In the event of any special military emergency arising out of the present war the GovernorGeneral may by proclamation forthwith suspend the operation of sub-section 6 of this section, either generally or as respects any area specified in the proclamation, without prejudice, however, to any proceedings under this section which may be then pending in any civil court.
– Hear, hear !
– A man may be shot and in his grave, but the Prime Minister thinks that it is a sufficient safeguard to say that this shall be done without prejudice to any proceedings then pending in any civil Court.
– The Bill does hot say that.
– That might happen under the regulations which may be made underthe Bill.
– Not unless the Government were recreant to its trust.

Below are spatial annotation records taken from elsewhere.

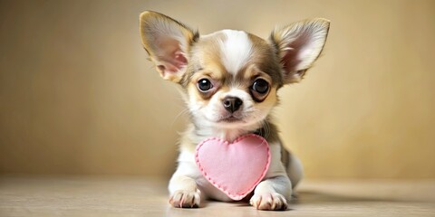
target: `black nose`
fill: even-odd
[[[237,97],[226,97],[224,98],[224,100],[222,100],[222,104],[224,104],[225,109],[233,113],[240,108],[243,101]]]

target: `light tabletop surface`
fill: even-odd
[[[112,176],[0,176],[0,216],[435,216],[435,180],[308,181],[284,212],[246,203],[169,205],[168,180]]]

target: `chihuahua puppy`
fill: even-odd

– Must these regulations be laid on the table of the House?
– Under what authority? .
– There is a general authority.
– They would come under the Rules Publication Act.
– Must the orders which are to be published in the Commonwealth Gazette be laid on the table?
– Not orders.
– They will be; that is the point.
– That is not the point.
– This is a nice little family squabble!
– Whatever may be the virtue of this saving clause, I am wholly opposed to making civilians subject to military law. The measure has been put forward as a declaration of strength. Its object is to invest the Government with extraordinary powers in an extraordinary situation. I say that the Bill is a declaration of weakness, a hint to the outside world that there is need for it. It is more than a suggestion that there is such disaffection or trouble within Australia as to make legislation of this kind necessary or desirable.
– The words which the honorable member has read only repeat a provision of the principal Act, which has been in force for six months.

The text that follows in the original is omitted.